Thursday, January 30, 2014

Re-evaluating God and Karma

I'm a big believer in coincidences and the randomness of life. But some days I wonder. Fact of the matter is, these past few mornings have been relatively gray (weather-wise and personal mental state-wise). I always seem to wake up feeling like I should just stay in bed and it takes me a huge amount of effor to drag myself out of bed. And this feeling kind of continues pretty much until I get to school. And then something happens. I run into a friend. Somebody smiles at me. I get a hug. I FINALLY get a right answer in my calculus homework. And suddently my day doesn't feel as gloomy anymore. It can lead someone to question whether the whole God/karma/universe-is -looking-out-for-you thing is actually real. But I think that's an easy explanation for the phenomenon. I think the world is made up of opportunities and if you just keep your eyes open you will be able to see them. It's just a question of listening to your needs and letting the world in. And maybe methaphorically speaking, this realization is equivalent to beginning to believe in God. Because you get to see that everything you need surrounds you. You just have to take your hands out of your pockets and reach out for it. 

Big thanks to the random guys on campus who were giving out free hugs. I don't know what you're studying to be able to take so much time out of your day to stand around and give people hugs, but you really brigthened my day!

Friday, January 24, 2014

Surviving life part 2

So it took me almost forever to get to the second part (where forever = 3 months give or take) and what I want to talk about here is less of a 12-step method than a thought process. Last October I started going to these philosophical sessions where a bunch of people get together and just talk about what is this thing called life and how not to suck at it with a moderator steering us in one direction or other. I was just there last night and we were talking about motivation and the reasons why we do things. I often talk about being a perfectionist and pursuing perfection often at the detriment of my own mental or physical health. And I often find myself doing things that I don't really want to do, only because I tell myself it'll be good for me or it'll make me a better person. And as the years went by, sure I have become more sociable, I went from being a loner to actually having a social life/circle. But this has left me feeling often more alone than before and somehow completely hollow inside. And I've struggled with this for the past year or so. Now I think I know why. I've always been more of an introvert and though I have swings from one end of the spectrum to the other, I never was very fond of the spotlight. However, I've been spending more and more time in social situations, meeting new people and doing new things. It's been a lot of fun, but it also takes it out of you. I used to define a big part of myself in my alone time (reading, drawing, writing). But I've rarely done any of that lately and now I seem to be at a loss as to what or who I really am. So I have reached a point where I need to rethink my approach to life. The past 3 years have been about taking risks and throwing myself into novel situations to expand my experiences and my horizons and to test my limits. But this has depleted my internal batteries and I can't seem to figure out what this person that is me stands for anymore. Last week someone asked me what is my thing. And frankly, I kind of lied. I told them what my thing WAS. Because I don't know what it is right now, if I even have a thing at the moment. So here's step 6:

6) Take some time with yourself. It is a relationship that should not be neglected for it will come back to bite you in the ass!

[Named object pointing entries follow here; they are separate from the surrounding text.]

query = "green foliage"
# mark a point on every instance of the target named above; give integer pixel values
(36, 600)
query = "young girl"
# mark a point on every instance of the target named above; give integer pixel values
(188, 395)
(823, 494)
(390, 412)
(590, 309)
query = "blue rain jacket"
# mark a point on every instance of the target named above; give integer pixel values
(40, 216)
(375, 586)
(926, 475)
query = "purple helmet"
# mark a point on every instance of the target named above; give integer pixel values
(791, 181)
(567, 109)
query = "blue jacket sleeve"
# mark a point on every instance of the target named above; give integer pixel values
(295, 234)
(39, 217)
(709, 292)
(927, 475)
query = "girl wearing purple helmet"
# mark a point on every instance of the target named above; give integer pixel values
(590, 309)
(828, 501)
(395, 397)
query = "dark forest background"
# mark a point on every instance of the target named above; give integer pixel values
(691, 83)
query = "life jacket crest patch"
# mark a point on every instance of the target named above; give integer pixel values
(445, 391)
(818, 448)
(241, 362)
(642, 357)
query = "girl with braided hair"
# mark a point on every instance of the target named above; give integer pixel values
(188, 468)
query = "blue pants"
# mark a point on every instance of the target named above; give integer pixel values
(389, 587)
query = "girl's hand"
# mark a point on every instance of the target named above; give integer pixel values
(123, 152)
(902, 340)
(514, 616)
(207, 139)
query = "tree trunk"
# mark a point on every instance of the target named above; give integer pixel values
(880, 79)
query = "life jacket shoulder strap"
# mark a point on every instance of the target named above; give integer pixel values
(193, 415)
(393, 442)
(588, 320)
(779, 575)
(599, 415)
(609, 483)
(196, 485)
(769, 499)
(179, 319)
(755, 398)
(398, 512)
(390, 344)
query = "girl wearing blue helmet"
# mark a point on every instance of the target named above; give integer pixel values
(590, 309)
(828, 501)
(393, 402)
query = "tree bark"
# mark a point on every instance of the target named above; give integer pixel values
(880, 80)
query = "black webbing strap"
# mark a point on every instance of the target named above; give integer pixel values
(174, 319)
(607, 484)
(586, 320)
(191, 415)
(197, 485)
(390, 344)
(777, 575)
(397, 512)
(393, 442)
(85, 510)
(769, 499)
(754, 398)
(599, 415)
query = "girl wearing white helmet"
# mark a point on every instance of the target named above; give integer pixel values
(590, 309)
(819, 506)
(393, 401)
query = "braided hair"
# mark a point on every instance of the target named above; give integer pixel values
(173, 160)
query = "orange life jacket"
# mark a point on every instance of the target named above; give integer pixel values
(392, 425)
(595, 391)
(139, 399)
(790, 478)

Saturday, January 18, 2014

Uite ca am auzit azi ceva care nu ar trebui sa fie o revelatie si totusi m-a surprins. Cica sunt prea impacienta. Sar la concluzii. Dau liber si fara sa pun piedici sau conditii. Eh asta nu e nou. Nciodata nu am avut rabdare si probabil ca am facut mai multe greseli decat ar fii trebuit in viata mea. Nu asa e pentru toti? Si totusi uite ca unii au reusit unde eu ma chinui inca. Sincer pe mine nu ma deranjeaza. Mai tare ma afecteaza privirile pline de mila ale prietenilor. "Ohhh saracuta, tot singura e de atat timp! Hai nu vrei sa te aranjez cu tipul asta de la birou? O sa vezi ca e super de treaba! Ar trebui sa incerci sa fii mai asa si o sa vezi ca o sa fie bine." De parca ceva nu e in regula cu mine. Poate ca au dreptate. Poate ca o sa ajung si eu tanti aia cu 10 pisici si 5 caini care nu iese niciodata din casa  ca prefera sa citeasca o carte in loc sa asculte aceleasi povesti rasuflate si uzate. Sincer optiunea asta chiar pare foarte atragatoare! De ce nu pot fii bine asa cum sunt? De ce trebuie sa fie vreo problema cu mine daca nu am gasit inca pe cineva care sa fie pe aceeasi lungime de unda ca si mine? La naiba, iar mi-am pierdut idea. Poate ca aia si e problema.